Zu viel Radiatorfläche gibt es nicht

Wenn es etwas gibt, an dem bei einer Wasserkühlung nicht gespart werden sollte, dann ist es die eingesetzte Radiatorfläche. Faustregeln wie „Bis zu 100 Watt je 120er können leise gekühlt werden“ sind nämlich weder allgemeingültig noch sinnvoll. Schließlich sind die Rahmenbedigungen in jedem System einzigartig, und „leise“ wird von jedem als etwas anderes empfunden.

In Kühlkörpern wird Wärme an das Wasser abgegeben. Dadurch steigt die Wassertemperatur – und je höher die Differenz zwischen Wasser- und Raumtemperatur ist, desto effektiver funktioniert der Transfer der Energie an die Umgebung. Das Ganze hat aber einen Haken: Eine Custom-Wasserkühlung sollte im Optimalfall mit einer Spitzen-Wassertemperatur von weniger als 40 °C arbeiten.
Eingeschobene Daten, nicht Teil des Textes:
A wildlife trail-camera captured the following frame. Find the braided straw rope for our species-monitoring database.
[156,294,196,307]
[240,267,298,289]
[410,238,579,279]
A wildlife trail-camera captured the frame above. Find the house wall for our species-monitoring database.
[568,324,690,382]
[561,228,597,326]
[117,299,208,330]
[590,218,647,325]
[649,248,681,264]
Jenseits dieser Temperatur wird nicht nur die Ausfallwahrscheinlichkeit der Kühlung erhöht, sondern es steigt auch die Temperatur der zu kühlenden Bauteile, was ab einem gewissen Punkt die Wasserkühlung im Vergleich zur Luftkühlung ad absurdum führt.

Auch wenn die Radiatoren also mit steigender Temperaturdifferenz zwischen Wasser und Raum immer mehr Wärme bei gleicher Lüfterdrehzahl abgeben können, sollte dieses Prinzip nicht zu weit getrieben werden. Die beste Regel für die benötigte Kühlfläche lautet daher „so viel wie möglich“. Einen echten Overkill gibt es nicht – nur ein in allen Lebenslagen leises System.

Externe Radiatoren meist mit höherem Temperaturgefälle

Wie bei den Kühlkörpern gilt auch bei Wärmetauschern, dass unedle Metalle wie Aluminium keinen Kontakt zum Kühlmedium haben sollten. Als Radiatoren sollten daher Modelle aus Kupfer gewählt werden. Zwischen verschiedenen Herstellern gibt es zwar Leistungsunterschiede, diese sind aber vom Einsatzort des Radiators, den verbauten Lüftern sowie der Lüfterdrehzahl abhängig. Pauschale Kauftipps für bestimmte Modelle sind folglich schwierig – generell sollte aber immer einer größeren Fläche im Vergleich zu tieferen Radiatoren der Vorzug gegeben werden. Bezüglich der Lamellendichte (angegeben in Fins per Inch) gilt, dass geringere Werte mit langsam drehenden Lüftern besser harmonieren; Radiatoren mit hohen Lamellendichten besitzen dagegen bei schneller drehenden Ventilatoren mehr Leistungsreserven.

Radiatoren bieten viel Oberfläche durch Lamellen
Radiatoren bieten viel Oberfläche durch Lamellen

Im direkten Vergleich zeigt sich deutlich, dass baugleiche Radiatoren extern wesentlich besser kühlen als intern. Externe Riesenradiatoren wie ein Watercool Mo-Ra oder (Super-)Nova von Phobya sind daher der beste Weg zu einer leisen Kühlung. Mit einem externen Radiator gibt es zudem auch keine Platzprobleme im PC-Gehäuse: So kann die Wasserkühlung ihren Vorteil, Kühler und Radiator räumlich trennen zu können, voll ausspielen. Schnellkupplungen zwischen externem Radiator und PC-Gehäuse erleichtern Arbeiten am PC und den Transport des Systems deutlich.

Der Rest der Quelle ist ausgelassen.